Bitcoin's (BTC 0.65%) price has risen about 10% over the past month, seemingly stabilizing above the $20,000 level, as selling pressure across the cryptocurrency market has gradually eased. That stabilization has brought some buyers back to the market's beaten-down Bitcoin-related stocks.

Both Block (SQ 16.13%) and Coinbase Global (COIN -2.88%) have rallied more than 10% over the past month. Should investors buy either as a turnaround bet on the Bitcoin market?

Golden coins labeled with Bitcoin's logo and stacked on a shiny circuit board.

Image source: Getty Images.

Neither stock is a pure Bitcoin play

Block's and Coinbase's stocks often trade in tandem with Bitcoin's volatile prices, but neither company is a pure play on the cryptocurrency.

In its latest quarter, Block generated 44% of its revenue from Bitcoin trades on its Cash App. It generated 36% of its revenue from transactions, subscriptions, services, and hardware sales from its Square payments ecosystem and another 18% from the Cash App's payments and other services.

Block, formerly known as Square, added Bitcoin trades to the Cash App back in early 2018. About 10 million Cash App users have bought Bitcoin since then, but it's been a double-edged sword: Bitcoin brought in significantly more revenue for Block, especially throughout the cryptocurrency market's wild expansion throughout the pandemic, but the margins of its Bitcoin sales are much lower than the margins of Square's seller-oriented services. Bitcoin's volatility also offsets the relative stability of Block's other platforms.

Coinbase is one of the world's largest cryptocurrency exchanges. In its latest quarter, it generated 41% of its total transaction revenue from Bitcoin. Ethereum accounted for 19% of its transaction revenue, while the rest came from other crypto assets.

Coinbase's business model is entirely tethered to the volatile crypto market, and Bitcoin is ironically its most stable category of transactions -- since Ether and the smaller cryptocurrencies are usually even more volatile.

Which company is growing faster?

Block and Coinbase both experienced accelerating revenue growth last year as the rise of speculative retail trading and money available from stimulus checks helped boosted the prices of many cryptocurrencies, including Bitcoin, to all-time highs. However, both companies have faced severe slowdowns this year as rising interest rates drive investors away from riskier assets.




Q1 2022









Year-over-year revenue growth. Data source: Company earnings reports.

In 2020, Block's rising Bitcoin revenue offset the pandemic-induced slowdown of Square's seller-oriented services. As its Bitcoin business cooled off, its higher-margin seller-oriented services recovered in a post-lockdown market and cushioned that blow. That's why Block's gross profits actually rose 34% year over year in the first quarter of 2022, even as its revenue declined 22%.

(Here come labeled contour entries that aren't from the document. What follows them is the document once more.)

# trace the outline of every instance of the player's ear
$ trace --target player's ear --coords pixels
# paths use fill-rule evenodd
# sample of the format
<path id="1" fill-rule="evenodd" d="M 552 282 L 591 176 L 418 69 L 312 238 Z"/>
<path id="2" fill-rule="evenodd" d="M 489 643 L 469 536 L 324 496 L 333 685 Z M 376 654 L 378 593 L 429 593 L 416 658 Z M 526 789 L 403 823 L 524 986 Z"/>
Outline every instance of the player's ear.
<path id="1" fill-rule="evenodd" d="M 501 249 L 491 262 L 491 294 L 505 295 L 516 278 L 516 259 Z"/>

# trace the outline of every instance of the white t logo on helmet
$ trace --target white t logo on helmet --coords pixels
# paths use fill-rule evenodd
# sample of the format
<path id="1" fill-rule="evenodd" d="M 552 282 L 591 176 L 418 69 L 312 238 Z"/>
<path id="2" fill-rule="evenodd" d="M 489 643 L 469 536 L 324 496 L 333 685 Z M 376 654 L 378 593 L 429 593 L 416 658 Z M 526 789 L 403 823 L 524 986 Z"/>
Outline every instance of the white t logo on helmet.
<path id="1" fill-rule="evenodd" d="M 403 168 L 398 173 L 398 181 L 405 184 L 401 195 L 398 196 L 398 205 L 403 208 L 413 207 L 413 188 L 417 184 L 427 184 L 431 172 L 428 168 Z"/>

But over the next few quarters, macro headwinds -- especially inflation and a possible recession -- will likely throttle the growth of Square's seller ecosystem as Bitcoin's price stagnates. Its recent acquisition of the buy now, pay later (BNPL) platform Afterpay, which is deeply unprofitable, will further squeeze the company's margins. As a result, analysts expect it to rack up a net loss for the full year.

Coinbase's growth has been completely driven by the buying frenzy in the crypto market over the past two years. Its average monthly transacting users (MTUs) more than quadrupled to 11.4 million in 2021 but declined sequentially to 9.2 million in the first quarter of 2022.

The company broadly (and unhelpfully) expects its MTUs to land somewhere between 5 million and 15 million for the full year, but it also recently laid off nearly a fifth of its workforce as CEO Brian Armstrong told investors to brace for a new "crypto winter." Coinbase became profitable in 2020 and 2021, but it's expected to bleed red ink again in 2022 as the crypto market cools off.

The estimates and the valuations

Analysts expect Block's revenue to stay nearly flat at $17.7 billion this year as it posts a net loss of $681 million, compared to a net profit of $166 million in 2021. In 2023, they expect its revenue to rise 20% to $21.3 billion with a narrower net loss of $216 million.

Coinbase's future looks bleaker. Analysts expect its revenue to plunge 50% to $3.9 billion this year before bouncing back 32% to $5.2 billion in 2023. They expect it to post a net loss of $2.3 billion this year versus a net profit of $3.0 billion in 2021, and for that loss to narrow to $626 million in 2023. But I wouldn't put too much faith in those longer-term estimates since they're tightly tethered to the unpredictable cryptocurrency market.

Based on these expectations, Block and Coinbase trade at 2 times and 3 times this year's sales, respectively. I'm not a fan of either stock right now -- and Bitcoin miners might be better "pure plays" on the stabilizing cryptocurrency -- but Block is clearly a better pick than Coinbase right now.